Natural Hallucinations.
These translations occur naturally, without any perturbation. In this work, we follow the taxonomy introduced in Raunak et al. (2021) and extended in Guerreiro et al. (2023b). Under this taxonomy, hallucinations are translations that contain content that is detached from the source, and are further categorized as fluent detached hallucinations or oscillatory hallucinations. The former refers to translations that bear minimal or no relation at all to the source, while the latter refers to inadequate translations that contain erroneous repetitions of words and phrases.
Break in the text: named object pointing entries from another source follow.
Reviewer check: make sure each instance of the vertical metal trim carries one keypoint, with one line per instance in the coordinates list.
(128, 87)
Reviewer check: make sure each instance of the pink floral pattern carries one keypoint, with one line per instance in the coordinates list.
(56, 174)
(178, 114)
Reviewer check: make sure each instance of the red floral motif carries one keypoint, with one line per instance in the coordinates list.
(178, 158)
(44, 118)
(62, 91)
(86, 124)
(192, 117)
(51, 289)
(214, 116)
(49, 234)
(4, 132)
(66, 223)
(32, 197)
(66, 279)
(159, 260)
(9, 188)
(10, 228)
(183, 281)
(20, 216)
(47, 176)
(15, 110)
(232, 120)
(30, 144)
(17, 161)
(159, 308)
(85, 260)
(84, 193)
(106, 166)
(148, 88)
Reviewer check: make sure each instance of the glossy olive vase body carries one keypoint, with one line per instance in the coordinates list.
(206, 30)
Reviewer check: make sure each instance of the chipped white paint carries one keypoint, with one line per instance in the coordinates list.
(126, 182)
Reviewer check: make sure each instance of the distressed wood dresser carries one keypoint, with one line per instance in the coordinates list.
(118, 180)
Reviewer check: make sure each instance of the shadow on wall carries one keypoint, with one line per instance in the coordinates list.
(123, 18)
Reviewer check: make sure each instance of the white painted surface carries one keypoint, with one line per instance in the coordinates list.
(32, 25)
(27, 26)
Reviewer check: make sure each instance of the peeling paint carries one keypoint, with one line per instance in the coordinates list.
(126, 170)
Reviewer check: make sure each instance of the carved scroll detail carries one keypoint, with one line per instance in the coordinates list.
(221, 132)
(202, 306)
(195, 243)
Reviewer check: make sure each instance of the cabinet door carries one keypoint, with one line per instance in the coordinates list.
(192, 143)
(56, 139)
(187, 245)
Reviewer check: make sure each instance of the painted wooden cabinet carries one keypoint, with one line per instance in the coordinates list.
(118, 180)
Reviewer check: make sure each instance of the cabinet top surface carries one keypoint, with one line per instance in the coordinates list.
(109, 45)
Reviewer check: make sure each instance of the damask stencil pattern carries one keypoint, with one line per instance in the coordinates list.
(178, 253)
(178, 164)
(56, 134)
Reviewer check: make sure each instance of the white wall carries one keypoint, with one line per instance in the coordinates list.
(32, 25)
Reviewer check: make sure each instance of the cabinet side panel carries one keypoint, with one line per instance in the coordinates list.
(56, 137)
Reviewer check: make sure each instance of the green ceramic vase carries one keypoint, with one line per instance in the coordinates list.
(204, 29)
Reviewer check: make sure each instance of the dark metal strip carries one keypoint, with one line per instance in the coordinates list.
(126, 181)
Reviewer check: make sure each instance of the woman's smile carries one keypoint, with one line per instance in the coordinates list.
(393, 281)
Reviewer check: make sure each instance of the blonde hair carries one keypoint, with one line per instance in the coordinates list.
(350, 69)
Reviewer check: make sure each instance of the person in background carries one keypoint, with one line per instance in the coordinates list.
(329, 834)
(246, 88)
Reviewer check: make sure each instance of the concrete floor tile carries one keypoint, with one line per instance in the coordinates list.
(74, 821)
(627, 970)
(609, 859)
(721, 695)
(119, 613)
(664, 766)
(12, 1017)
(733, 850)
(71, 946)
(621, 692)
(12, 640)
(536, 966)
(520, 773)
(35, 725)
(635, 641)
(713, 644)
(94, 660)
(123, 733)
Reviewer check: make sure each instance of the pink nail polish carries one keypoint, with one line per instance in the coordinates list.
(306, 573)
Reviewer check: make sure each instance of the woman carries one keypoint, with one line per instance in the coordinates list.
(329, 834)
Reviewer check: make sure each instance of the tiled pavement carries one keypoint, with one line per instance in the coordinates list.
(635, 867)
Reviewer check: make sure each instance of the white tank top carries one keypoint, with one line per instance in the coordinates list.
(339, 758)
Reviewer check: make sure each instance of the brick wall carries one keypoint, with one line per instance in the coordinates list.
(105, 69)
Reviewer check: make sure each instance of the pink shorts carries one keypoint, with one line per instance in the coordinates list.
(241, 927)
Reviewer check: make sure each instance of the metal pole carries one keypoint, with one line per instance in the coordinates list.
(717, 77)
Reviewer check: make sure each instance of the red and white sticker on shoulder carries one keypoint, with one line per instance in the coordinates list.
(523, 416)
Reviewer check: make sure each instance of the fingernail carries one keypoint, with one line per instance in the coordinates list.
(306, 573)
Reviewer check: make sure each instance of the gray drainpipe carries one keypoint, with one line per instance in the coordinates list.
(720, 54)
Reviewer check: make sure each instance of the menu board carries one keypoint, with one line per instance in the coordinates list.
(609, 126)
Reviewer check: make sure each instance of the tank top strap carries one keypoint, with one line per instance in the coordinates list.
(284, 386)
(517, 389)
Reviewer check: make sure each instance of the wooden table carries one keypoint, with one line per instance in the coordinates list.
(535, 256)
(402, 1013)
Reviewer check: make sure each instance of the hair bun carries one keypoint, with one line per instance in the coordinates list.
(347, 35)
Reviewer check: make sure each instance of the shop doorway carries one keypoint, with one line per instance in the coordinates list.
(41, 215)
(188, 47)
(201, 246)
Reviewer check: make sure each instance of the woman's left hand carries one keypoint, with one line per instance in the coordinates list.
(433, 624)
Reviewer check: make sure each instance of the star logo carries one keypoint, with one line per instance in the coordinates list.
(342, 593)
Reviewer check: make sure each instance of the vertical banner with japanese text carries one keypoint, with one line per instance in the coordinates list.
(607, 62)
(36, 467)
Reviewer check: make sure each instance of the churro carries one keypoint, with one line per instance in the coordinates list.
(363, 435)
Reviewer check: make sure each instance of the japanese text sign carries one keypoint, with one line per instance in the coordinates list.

While recent research has contributed towards understanding, detection, and mitigation of hallucinations (Guerreiro et al., 2023a, b; Dale et al., 2023; Xu et al., 2023), the scope of these studies has been restricted to small models (<100M parameters) trained on a single, high-resource language pair. In this work, we expand upon this prior research by studying hallucinations in large multilingual models across various translation directions, domains, and data conditions, thereby addressing an important gap in the literature.
3 Experimental Suite
3.1 Models
For supervised multilingual NMT models, we use the transformer-based (Vaswani et al., 2017) M2M-100 family of models (Fan et al., 2020): M2M(S) with 418M parameters, M2M(M) with 1.2B parameters, and M2M(L) with 12B parameters. These models were trained on a many-to-many parallel dataset of 7.5B sentences, and support 100 languages and thousands of language pairs (LPs). We also evaluate SMaLL100 (Mohammadshahi et al., 2022), a model with 330M parameters obtained via distillation of M2M (L). SMaLL100 was trained on a smaller training set obtained via uniform sampling across all language pairs to reduce the bias towards high-resource languages: only 100k parallel sentences from the M2M training data were used for each LP, for a total of 456M parallel sentences. For decoding, we run beam search with a beam size of 4.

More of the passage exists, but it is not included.